Dans la continuité de sa levée de fonds de 15 millions d’euros, réalisée en 2022 auprès du fonds d’investissement de L’Oréal, Microphyt vient de lancer un nouveau plan d’investissement de 15 millions d’euros portant sur les trois ans à venir. Objectifs : poursuivre le développement du site, doubler la capacité de production, booster le pipeline commercial (particulièrement aux Etats-Unis) et accompagner ses partenaires ayant des besoins spécifiques en R&D.

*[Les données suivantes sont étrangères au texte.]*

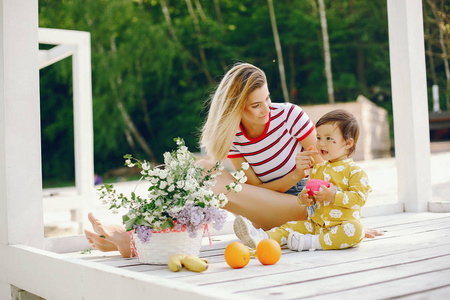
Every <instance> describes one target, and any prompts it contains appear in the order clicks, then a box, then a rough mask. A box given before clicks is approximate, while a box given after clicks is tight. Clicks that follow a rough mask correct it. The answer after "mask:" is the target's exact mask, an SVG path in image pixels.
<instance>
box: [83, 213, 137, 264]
mask: <svg viewBox="0 0 450 300" xmlns="http://www.w3.org/2000/svg"><path fill="white" fill-rule="evenodd" d="M88 218H89V221H90V222H91V223H92V227H93V228H94V231H95V232H96V233H97V234H98V236H99V238H100V239H102V237H104V239H105V240H106V241H107V242H109V244H107V245H108V246H107V247H111V245H110V244H113V245H115V246H117V249H116V250H119V252H120V254H122V256H123V257H130V237H129V235H128V233H127V232H126V230H125V228H123V227H122V226H120V225H103V224H102V223H101V222H100V221H99V220H98V219H97V218H95V217H94V215H93V214H92V213H89V215H88ZM100 236H102V237H100ZM86 237H88V236H87V235H86ZM97 241H98V239H97ZM99 250H100V249H99Z"/></svg>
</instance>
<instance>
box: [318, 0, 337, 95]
mask: <svg viewBox="0 0 450 300" xmlns="http://www.w3.org/2000/svg"><path fill="white" fill-rule="evenodd" d="M319 12H320V25H321V27H322V37H323V54H324V57H325V75H326V78H327V87H328V89H327V91H328V101H329V102H330V103H334V88H333V74H332V72H331V54H330V42H329V40H328V26H327V16H326V12H325V4H324V2H323V0H319Z"/></svg>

« De par leur diversité, leur caractère sociétal et la modularité des systèmes (production de plusieurs espèces simultanément, NDLR), les microalgues sont des matières premières extraordinaires pour soutenir le changement global vers le naturel et le durable », assure Vincent Usache, directeur général Microphyt
Avec leur potentiel, les microalgues deviendront-elles le nouvel or vert de la région Occitanie ? Ils sont de plus en plus nombreux à le croire.